G. S. Kirk defines myth with the understanding that religious rites and rituals are revealed, explained or understood through the myth (Myth Its Meaning and Function 23).  Even though “something really ‘higher’ is occasionally glimpsed in mythology: Divinity, the right to power (as distinct from its possession), the due worship,” myth is still something other than religion (Tolkien, “On Faerie” 51).  Indeed according to Tolkien and Andrew Lang, “religion and mythology (in the strict sense of that word) are two distinct things that have become inextricably entangled, though mythology is in itself almost devoid of religious significance” (Tolkien 51).  However, Tolkien and Lang missed the connection and power of revelation in myth and how it works with the religious convictions and practices of the culture.  Lewis also embraces Kirk’s concept of myth as Gibson in his book, C. S. Lewis Spinner of Tales: a Guide to His Fiction, insists:

Lewis did not believe that all pagan religions were completely empty of truth.  In an essay titled ‘Religion without Dogma’ he speaks of the mass of mythology which has come down to us as having many sources mixed together—from history, allegory, ritual, and so on.  But he suggests that some of the sources may also be supernatural—in fact, both diabolical and divine.  The latter, he says, may be a praeparatio evangelica, a divine hint in the ritual or poetry which shadows forth the central truth declared clearly and historically in the incarnation.  As already noted, he refers to these divine hints as the ‘good dreams’ which God had sent to man prior to the full revelation in Christ.  (232)

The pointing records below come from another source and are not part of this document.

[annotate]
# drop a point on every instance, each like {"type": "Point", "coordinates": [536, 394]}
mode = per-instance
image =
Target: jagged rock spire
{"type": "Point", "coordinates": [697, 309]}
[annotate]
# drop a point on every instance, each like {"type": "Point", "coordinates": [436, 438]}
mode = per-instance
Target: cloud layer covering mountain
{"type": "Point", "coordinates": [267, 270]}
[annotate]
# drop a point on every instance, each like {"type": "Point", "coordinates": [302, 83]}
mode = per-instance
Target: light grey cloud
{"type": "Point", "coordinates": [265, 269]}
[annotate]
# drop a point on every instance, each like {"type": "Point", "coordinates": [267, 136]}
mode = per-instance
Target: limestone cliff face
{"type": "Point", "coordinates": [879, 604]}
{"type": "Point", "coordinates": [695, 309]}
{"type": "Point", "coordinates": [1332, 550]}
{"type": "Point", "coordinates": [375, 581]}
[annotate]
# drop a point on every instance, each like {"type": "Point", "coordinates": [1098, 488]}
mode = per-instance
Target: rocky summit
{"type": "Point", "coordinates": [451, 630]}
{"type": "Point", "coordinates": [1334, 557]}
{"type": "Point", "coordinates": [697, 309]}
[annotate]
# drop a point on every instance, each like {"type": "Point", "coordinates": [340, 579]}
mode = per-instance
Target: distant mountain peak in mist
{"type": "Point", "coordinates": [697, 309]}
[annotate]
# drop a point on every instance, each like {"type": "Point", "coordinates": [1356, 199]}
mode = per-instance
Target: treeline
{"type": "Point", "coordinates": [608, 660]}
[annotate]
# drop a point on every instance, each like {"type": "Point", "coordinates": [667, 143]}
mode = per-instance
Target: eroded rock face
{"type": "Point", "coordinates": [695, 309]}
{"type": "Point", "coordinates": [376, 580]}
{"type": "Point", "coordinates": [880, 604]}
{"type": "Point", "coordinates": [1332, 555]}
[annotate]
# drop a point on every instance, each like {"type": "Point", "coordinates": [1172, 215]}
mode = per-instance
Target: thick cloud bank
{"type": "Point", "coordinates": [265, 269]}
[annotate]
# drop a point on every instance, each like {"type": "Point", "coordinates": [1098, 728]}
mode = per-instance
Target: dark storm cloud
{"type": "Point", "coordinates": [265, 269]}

Lewis and Kirk understand divine revelation as the key to what makes myth, myth.  It is not magic but divine inspiration that set a myth apart from a fairytale.  Tolkien and Lang are right to assert that mythology is not religion, but that does not mean that myth cannot share aspects of the religious practices with culture and give understanding and meaning to mysteries not fully revealed.


5 thoughts on “So what do you mean when you say myth?

  1. Personally, I’ve always loved Lewis’ passage in Mere Christianity where he talks about the True Myth. I’ll never forget when I first read Lewis say that Christ was a corn-king (i.e. a mythical deity of the harvest, seasons, and rebirth). I was shocked to read such an admired christian author say such a thing. And then he continued, that Christ wasn’t just A corn-king, but THE TRUE Corn-King, which all other corn-king mythos tried to copy. Likewise, Christ is a sea god, but not just A sea god, but THE TRUE God of the Sea, and God of Fire, and God of the Sun, and God of Anything and Everything Else You Care to Name.

    What a revealing statement! How much larger of a God is this than what most churches worship.

  2. That’s what makes Til We Have Faces so amazing, really. Lewis took a myth that, as you say, is linked to the True Myth simply in its existence as mythology, and restored it to the True Myth by presenting a retelling of the original myth.

    Only Lewis…

  3. Always interesting to note places where Lewis and Tolkien differ. The respective sub-creations of the two men reflect the difference you noted: Middle-earth is almost entirely devoid of religious rites and worship, while in Lewis we see them frequently.

    1. While it’s true that Tolkien’s world is devoid of rituals and worship, the world itself could not exist if there were not an Iluvatar. That is what the Silmarillion makes abundantly clear (as well as Christopher’s notes along with Tolkien’s letters), that instead of making a myth that infers the True Myth, Tolkien developed a world that cannot exist without the Truth, and so in its every aspect implies God.

      1. Absolutely, Erik. We get in Tolkien an explicit creation story (a majestic one), and a collection of stories where the superintendence of God’s wise and good providence is as evident as it is in, say, the book of Esther — while Iluvatar is rarely named in Middle-earth, His action is evident, playing in His children and other creatures.